英国軍の主力戦闘機タイフーンも、車輪の保護カバー、空気吸入口の支柱などの金属部品を3Dプリンタで製造・投入している。この動きは中国軍でも同様であり、01年からチタン合金の3Dプリンタ技術に力を入れ、新型戦闘機の設計や試験の過程に幅広く応用している。最新鋭のJ-31ステルス戦闘機の着陸装置全体を含む構造部分には、3Dプリンタ製品を導入しているようだ。戦闘機部品として日常的に3Dプリンタを導入する動きは、韓国軍やポーランド軍でも進んでいる。

ミサイルの研究開発も著しい進展を見せる。米陸軍は、3Dプリンタによる対地・空ミサイル製造を目指し、すでに既製品と同性能かつ低コスト・短期間でのロケットエンジン製造に成功している。レイセオン社も、3Dプリンタを使えばミサイルのエンジンから誘導システムまでのほとんどを圧倒的な速度で製造できるとしている。

対する地上戦力の「陸の王者」といえば戦車である。ロシア軍の次期主力戦車であり、装甲部隊の70%を占める予定のT-14アルマータの金属・プラスチック部品や原型試作にも、3Dプリンタが活用されている。将来的には、チタン合金製の数メートルもの装甲パーツも製造予定であるという。
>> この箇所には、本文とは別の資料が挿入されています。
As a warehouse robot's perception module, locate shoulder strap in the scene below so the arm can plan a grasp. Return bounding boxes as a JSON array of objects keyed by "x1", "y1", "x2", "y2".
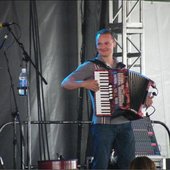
[
  {"x1": 87, "y1": 58, "x2": 126, "y2": 70},
  {"x1": 87, "y1": 58, "x2": 111, "y2": 70}
]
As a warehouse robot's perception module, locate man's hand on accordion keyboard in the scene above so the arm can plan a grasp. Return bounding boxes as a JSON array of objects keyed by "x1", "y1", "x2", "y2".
[{"x1": 83, "y1": 80, "x2": 99, "y2": 92}]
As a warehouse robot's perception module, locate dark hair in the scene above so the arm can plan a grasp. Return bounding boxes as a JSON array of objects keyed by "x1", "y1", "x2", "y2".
[
  {"x1": 130, "y1": 156, "x2": 156, "y2": 170},
  {"x1": 96, "y1": 28, "x2": 115, "y2": 40}
]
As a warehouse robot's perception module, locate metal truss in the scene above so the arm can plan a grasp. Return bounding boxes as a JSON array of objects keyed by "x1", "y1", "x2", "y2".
[{"x1": 109, "y1": 0, "x2": 144, "y2": 73}]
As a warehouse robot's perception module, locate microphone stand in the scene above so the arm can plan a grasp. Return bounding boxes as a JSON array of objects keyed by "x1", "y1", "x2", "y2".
[
  {"x1": 0, "y1": 44, "x2": 25, "y2": 169},
  {"x1": 7, "y1": 26, "x2": 47, "y2": 170}
]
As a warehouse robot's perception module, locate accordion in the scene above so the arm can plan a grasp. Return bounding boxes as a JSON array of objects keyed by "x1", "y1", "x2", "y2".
[{"x1": 94, "y1": 69, "x2": 155, "y2": 120}]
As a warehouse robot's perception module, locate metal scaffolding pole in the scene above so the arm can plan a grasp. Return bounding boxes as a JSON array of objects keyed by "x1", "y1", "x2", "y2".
[{"x1": 109, "y1": 0, "x2": 145, "y2": 73}]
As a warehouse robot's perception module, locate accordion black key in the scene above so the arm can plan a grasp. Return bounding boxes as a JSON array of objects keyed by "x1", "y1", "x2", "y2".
[{"x1": 94, "y1": 69, "x2": 154, "y2": 120}]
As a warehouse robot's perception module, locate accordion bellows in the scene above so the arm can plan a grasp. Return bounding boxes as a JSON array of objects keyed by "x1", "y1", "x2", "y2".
[{"x1": 94, "y1": 69, "x2": 154, "y2": 120}]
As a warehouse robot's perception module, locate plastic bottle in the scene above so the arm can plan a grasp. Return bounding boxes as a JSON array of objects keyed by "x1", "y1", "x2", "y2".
[{"x1": 18, "y1": 68, "x2": 28, "y2": 96}]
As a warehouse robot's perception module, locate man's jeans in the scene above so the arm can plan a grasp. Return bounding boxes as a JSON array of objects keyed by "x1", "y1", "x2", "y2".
[{"x1": 91, "y1": 123, "x2": 135, "y2": 169}]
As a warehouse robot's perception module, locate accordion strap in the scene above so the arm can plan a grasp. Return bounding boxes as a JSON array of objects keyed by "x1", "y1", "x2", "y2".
[{"x1": 88, "y1": 58, "x2": 126, "y2": 70}]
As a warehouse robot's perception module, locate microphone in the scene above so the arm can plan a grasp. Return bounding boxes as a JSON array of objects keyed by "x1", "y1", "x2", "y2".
[{"x1": 0, "y1": 22, "x2": 14, "y2": 28}]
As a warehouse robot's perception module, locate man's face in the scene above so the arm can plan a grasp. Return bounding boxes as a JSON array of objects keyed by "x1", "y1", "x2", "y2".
[{"x1": 96, "y1": 34, "x2": 116, "y2": 57}]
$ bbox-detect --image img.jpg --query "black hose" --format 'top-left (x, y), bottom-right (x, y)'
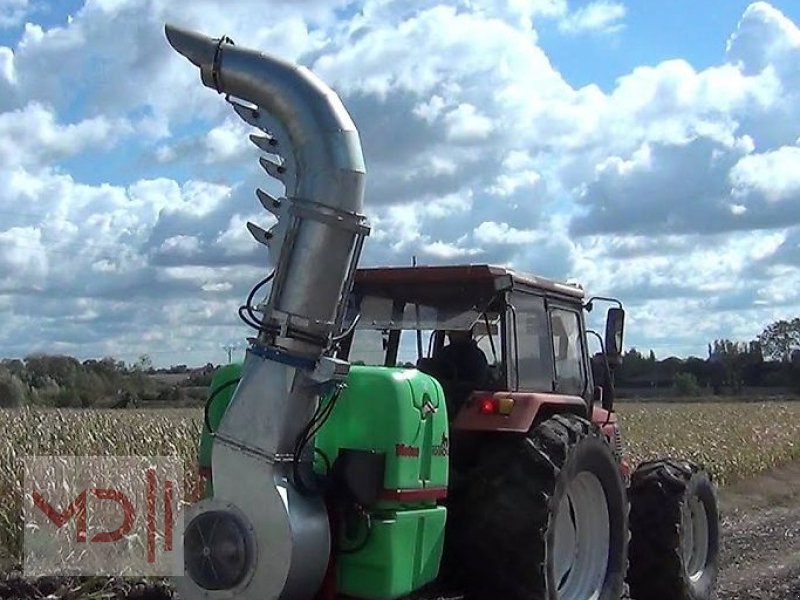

そのほかにも、砂漠の砂からガラス製品を製造できるタイプ、通常の特殊セメント製の3倍の強度を持つ避難壕をつくれるタイプなど、米軍はさまざまな3Dプリンタの開発に成功している。紹介したものはほんの一部にすぎないが、各国が3Dプリンタの軍事転用を急速に進め、すでに部隊運用・開発・研究を猛烈に実行していることがおわかりいただけただろう。これは、高い性能の維持、金型やラインが不要になることによる低コスト化、在庫管理の軽減などが期待できるからである。それにもかかわらず、兵站が極めて貧弱で離島への展開すら困難な防衛省・自衛隊では、調達・導入・研究がまったく進んでいない。今、わが国が何をすべきかは、極めて明白である。